Chartreuse explained his theory on participating in a niche market: You can’t create a site about what’s going on in the plastic industry unless you learn how they think. You gotta pick up some trade papers. Talk to some people inside. So that when you do create you will be authentic and loved. So that you get it. You can’t being pedestrian and set up a site and hope they will come. They may visit but they won’t come back. And if they don’t come back you have lost.

Be Trustworthy

Webmasters, site users, directory editors, and search engines may look for things like a privacy policy or a physical address as signs of quality. In Beyond Algorithms: A Librarian's Guide to Finding Web Sites You Can Trust, Karen G. Schneider highlighted many things she looked for in a trustworthy site, which included:

1. Availability

2. Credibility ‘

3. Authorship

4. External Links

5. Legality


Tragedy of the Commons & Being Worthy of a Subscription

The Tragedy of the Commons is a story based upon farmers sharing a plot of land, with each owning a few too many cows. As the land exceeds its usable capacity, each farmer fights back by adding a few more cows. Eventually the land is destroyed.

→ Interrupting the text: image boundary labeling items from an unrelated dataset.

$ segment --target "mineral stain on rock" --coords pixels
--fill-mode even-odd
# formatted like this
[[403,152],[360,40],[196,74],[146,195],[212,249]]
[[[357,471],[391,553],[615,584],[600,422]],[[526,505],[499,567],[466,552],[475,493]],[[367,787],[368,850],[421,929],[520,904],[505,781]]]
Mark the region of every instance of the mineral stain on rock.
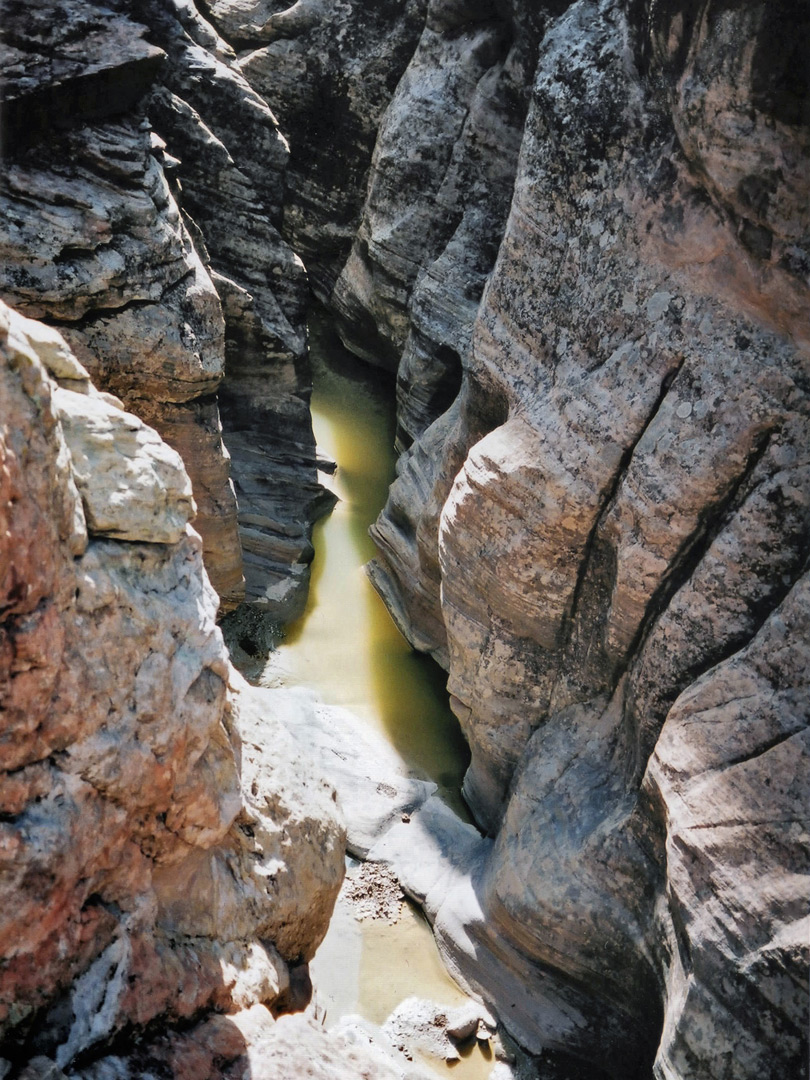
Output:
[[[523,1048],[492,1080],[806,1077],[806,13],[3,22],[0,1075],[428,1075],[421,1005],[286,1014],[346,837]],[[381,450],[357,409],[324,469],[310,291],[400,454],[332,703],[216,624],[257,681],[326,654],[312,526]],[[389,660],[444,675],[382,602],[469,751],[411,754]]]

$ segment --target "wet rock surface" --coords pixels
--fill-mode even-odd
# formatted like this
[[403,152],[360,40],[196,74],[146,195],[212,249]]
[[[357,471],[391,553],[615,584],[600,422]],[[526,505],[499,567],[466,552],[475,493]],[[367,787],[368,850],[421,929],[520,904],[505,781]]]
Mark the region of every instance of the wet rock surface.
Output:
[[283,1005],[343,831],[230,667],[179,456],[0,319],[0,1056],[59,1076],[158,1020]]
[[[374,750],[359,762],[346,718],[300,697],[262,698],[282,756],[330,761],[352,850],[391,867],[548,1075],[805,1076],[804,16],[216,0],[227,44],[191,4],[117,0],[112,16],[66,5],[82,52],[48,5],[6,6],[3,295],[64,327],[179,450],[227,603],[241,548],[248,595],[294,612],[327,502],[305,274],[282,233],[345,340],[397,372],[403,456],[370,573],[448,670],[488,835],[392,762],[366,768]],[[53,336],[26,333],[3,391],[24,434],[3,431],[0,824],[9,895],[39,914],[8,924],[4,1030],[58,1077],[127,1024],[214,1005],[241,1018],[158,1036],[159,1074],[272,1068],[251,1057],[267,1039],[308,1058],[300,1075],[340,1075],[334,1043],[315,1061],[303,1029],[287,1038],[256,1004],[300,998],[337,826],[272,794],[253,691],[226,705],[178,459]],[[293,801],[311,783],[332,820],[314,781],[291,782]],[[334,847],[303,858],[312,909],[278,866],[284,829]],[[192,905],[199,927],[178,902],[195,889],[222,897]],[[374,1038],[351,1035],[353,1075],[407,1075],[384,1053],[369,1064]]]
[[[537,1052],[800,1071],[808,792],[780,753],[806,762],[810,713],[808,97],[771,48],[792,15],[546,8],[527,111],[504,112],[521,8],[429,8],[334,298],[399,368],[372,579],[448,669],[494,837],[432,917]],[[397,829],[372,858],[406,859]]]

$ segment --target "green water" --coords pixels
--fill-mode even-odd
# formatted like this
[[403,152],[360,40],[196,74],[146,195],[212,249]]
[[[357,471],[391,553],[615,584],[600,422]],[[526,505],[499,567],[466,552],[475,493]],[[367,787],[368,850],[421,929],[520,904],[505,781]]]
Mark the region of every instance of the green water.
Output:
[[[447,703],[446,675],[408,646],[363,570],[375,555],[368,526],[394,477],[393,380],[346,352],[328,324],[313,322],[310,335],[312,422],[320,449],[338,463],[324,481],[340,501],[315,526],[307,608],[286,629],[262,680],[311,687],[365,718],[469,820],[460,787],[470,756]],[[409,904],[393,926],[357,921],[341,894],[311,971],[329,1024],[352,1013],[381,1024],[411,995],[448,1008],[465,1000]],[[492,1064],[488,1044],[480,1044],[451,1066],[433,1067],[455,1080],[485,1080]]]
[[286,685],[311,687],[368,720],[463,812],[469,752],[447,704],[446,675],[402,637],[363,569],[375,555],[368,526],[394,477],[393,380],[342,349],[327,324],[314,322],[310,335],[312,422],[319,448],[338,463],[324,478],[340,501],[315,526],[307,608],[270,666]]

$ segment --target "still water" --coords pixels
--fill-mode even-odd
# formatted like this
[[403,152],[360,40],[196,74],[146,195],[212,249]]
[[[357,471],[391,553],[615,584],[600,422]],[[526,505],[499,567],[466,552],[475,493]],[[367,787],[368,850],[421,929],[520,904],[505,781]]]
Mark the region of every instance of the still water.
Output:
[[313,322],[310,336],[312,423],[319,448],[338,463],[323,478],[340,501],[315,526],[307,608],[271,666],[287,686],[311,687],[366,719],[463,812],[458,793],[470,757],[447,704],[447,676],[402,637],[363,569],[375,555],[368,526],[394,477],[393,380],[342,349],[325,321]]
[[[311,687],[365,718],[463,812],[469,752],[447,704],[445,673],[410,649],[363,570],[375,555],[368,526],[394,476],[393,381],[346,352],[325,321],[313,321],[310,335],[313,427],[320,449],[338,463],[328,483],[340,501],[315,526],[307,609],[286,629],[260,680]],[[411,995],[448,1007],[465,1000],[442,967],[430,928],[408,904],[389,926],[357,921],[341,901],[311,967],[327,1026],[351,1013],[381,1024]],[[444,1069],[458,1080],[483,1080],[492,1065],[486,1048],[476,1047]]]

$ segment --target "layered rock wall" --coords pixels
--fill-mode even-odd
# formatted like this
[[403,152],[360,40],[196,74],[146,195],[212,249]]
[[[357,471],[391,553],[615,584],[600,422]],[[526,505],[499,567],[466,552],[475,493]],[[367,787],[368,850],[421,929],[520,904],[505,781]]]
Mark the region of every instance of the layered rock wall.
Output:
[[4,11],[0,292],[180,453],[224,608],[244,568],[288,618],[330,498],[306,272],[279,233],[287,144],[193,5],[59,6]]
[[617,1076],[806,1065],[797,17],[431,4],[333,296],[399,369],[372,577],[496,838],[440,940]]
[[53,329],[0,320],[6,1075],[158,1021],[284,1008],[343,835],[230,669],[180,458]]

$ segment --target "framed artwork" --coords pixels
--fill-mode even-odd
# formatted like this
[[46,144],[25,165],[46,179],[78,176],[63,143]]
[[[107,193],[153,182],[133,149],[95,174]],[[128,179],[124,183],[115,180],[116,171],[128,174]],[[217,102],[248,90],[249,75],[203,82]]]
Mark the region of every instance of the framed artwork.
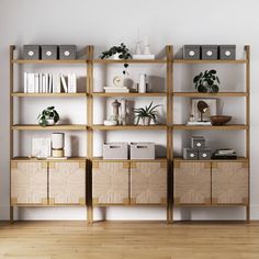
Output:
[[217,113],[216,98],[193,98],[191,100],[191,114],[194,122],[210,122],[210,116]]
[[47,158],[50,156],[50,137],[32,137],[31,157]]

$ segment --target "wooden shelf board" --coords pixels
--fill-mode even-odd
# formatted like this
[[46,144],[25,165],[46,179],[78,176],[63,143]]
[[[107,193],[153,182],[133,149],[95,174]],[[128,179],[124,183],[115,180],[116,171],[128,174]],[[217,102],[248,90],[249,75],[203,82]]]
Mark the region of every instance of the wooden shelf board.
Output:
[[93,92],[93,97],[166,97],[166,92]]
[[246,59],[236,59],[236,60],[222,60],[222,59],[173,59],[176,64],[246,64]]
[[193,98],[216,98],[216,97],[248,97],[247,92],[217,92],[217,93],[202,93],[202,92],[173,92],[173,97],[193,97]]
[[71,97],[87,97],[86,92],[76,92],[76,93],[66,93],[66,92],[53,92],[53,93],[25,93],[25,92],[12,92],[12,97],[36,97],[36,98],[52,98],[52,97],[58,97],[58,98],[71,98]]
[[248,130],[248,126],[245,124],[227,124],[223,126],[207,126],[207,125],[184,125],[184,124],[174,124],[172,125],[173,130],[180,131],[241,131],[241,130]]
[[13,64],[87,64],[87,59],[13,59]]
[[117,126],[105,126],[103,124],[95,124],[92,125],[92,130],[98,131],[138,131],[138,130],[167,130],[167,125],[149,125],[149,126],[143,126],[143,125],[117,125]]
[[102,157],[94,157],[93,161],[104,161],[104,162],[159,162],[167,161],[167,158],[156,158],[156,159],[103,159]]
[[249,159],[245,157],[238,157],[237,159],[209,159],[209,160],[191,160],[184,158],[174,158],[173,161],[176,162],[247,162]]
[[166,64],[166,59],[93,59],[95,64]]
[[86,131],[85,124],[71,124],[71,125],[55,125],[42,127],[37,124],[14,124],[12,130],[16,131]]

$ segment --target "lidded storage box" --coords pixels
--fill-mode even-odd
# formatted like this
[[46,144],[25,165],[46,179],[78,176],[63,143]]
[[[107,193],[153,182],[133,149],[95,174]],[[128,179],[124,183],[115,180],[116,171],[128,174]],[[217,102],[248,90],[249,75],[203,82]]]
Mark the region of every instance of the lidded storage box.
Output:
[[42,59],[57,59],[57,45],[42,45]]
[[40,45],[23,45],[23,59],[40,59]]
[[76,45],[59,46],[59,59],[76,59],[76,58],[77,58]]
[[236,45],[221,45],[219,58],[226,60],[236,59]]
[[192,136],[191,137],[191,147],[194,149],[204,149],[205,148],[205,138],[203,136]]
[[131,143],[131,159],[155,159],[155,143]]
[[183,45],[183,59],[200,59],[201,46],[200,45]]
[[196,160],[198,159],[198,149],[183,148],[183,158],[188,159],[188,160]]
[[127,143],[104,143],[103,159],[127,159]]
[[202,59],[217,59],[218,46],[217,45],[202,45]]

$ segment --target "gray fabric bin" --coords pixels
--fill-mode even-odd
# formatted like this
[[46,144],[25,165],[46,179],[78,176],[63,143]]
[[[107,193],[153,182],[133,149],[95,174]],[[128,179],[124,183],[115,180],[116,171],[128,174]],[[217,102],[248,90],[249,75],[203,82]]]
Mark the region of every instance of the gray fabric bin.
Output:
[[104,143],[103,159],[127,159],[128,147],[127,143]]
[[77,58],[76,45],[59,46],[59,59],[76,59],[76,58]]
[[131,159],[155,159],[155,143],[131,143]]
[[40,45],[23,45],[23,59],[40,59]]
[[200,59],[201,46],[200,45],[183,45],[183,59]]
[[42,45],[42,59],[57,58],[57,45]]

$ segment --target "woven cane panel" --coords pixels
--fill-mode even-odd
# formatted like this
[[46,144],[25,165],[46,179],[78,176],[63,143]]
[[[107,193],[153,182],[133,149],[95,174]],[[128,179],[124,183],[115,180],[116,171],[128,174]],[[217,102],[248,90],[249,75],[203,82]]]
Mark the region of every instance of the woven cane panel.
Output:
[[176,204],[211,203],[210,162],[180,162],[174,167],[173,198]]
[[216,204],[248,201],[248,166],[244,162],[216,162],[212,168],[212,198]]
[[123,162],[99,162],[92,169],[92,199],[95,204],[125,204],[128,201],[128,168]]
[[47,168],[42,162],[16,162],[11,168],[11,200],[42,204],[47,199]]
[[136,162],[131,168],[131,199],[134,204],[166,204],[167,168],[161,162]]
[[86,201],[86,165],[54,162],[49,168],[49,199],[54,204],[81,204]]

Nothing of value can be universally accessible and free.

Since it costs virtually nothing to create information (or have a machine generate code for you), a lot is lost on the web if we trust everything we read. As more and more information is created, more and more unoriginal information is duplicated. It gets to the point where sorting through the mess becomes more than most people desire to do. This is part of the reason why people use and trust search engines

so much. It also reinforces the value of the best channels in a marketplace. The solution to the information overload problem is to be so remarkable and interesting that you capture the attention of the audience. RSS and newsreaders (such as Bloglines, Google Reader, and FeedDemon) make it easy for people to subscribe to select news channels or websites while blocking out redundant or useless noise. If you cover a news topic that is saturated, you may want to use a news reader to help you organize your news and get the scoop on the latest news as it happens. The people who are subscribing to RSS feeds are also the most likely to be people who comment on the contents of those sites, and write other sites that can link at your site. If you can figure out a way to get those people to desire to give you their attention, you quickly and cheaply reach the most influential voices.


Controlling Costs and Leveraging

Exposure If you have a high attention portion of your site that is hard to monetize you can still leverage the value and trust associated with that section of your site without offending your regular readers. Some search algorithms heavily weigh domain related authority scores. If you find yourself in a position of great authority, but fear losing your market position by placing too many ads or too much lower quality content in your main channel, then you can create a static part of the site of lower quality that is more aggressively monetized while still keeping your high authority channel noise free. Some content management systems also allow you to change page layouts based on content age, such that you can monetize archive content more aggressively than new content.

Tagging Search Results

Both Yahoo! and Google allow users to sign into accounts and search. Searchers can also tag, or label, the results. Readers might tag my site using seo, search, or seo blog.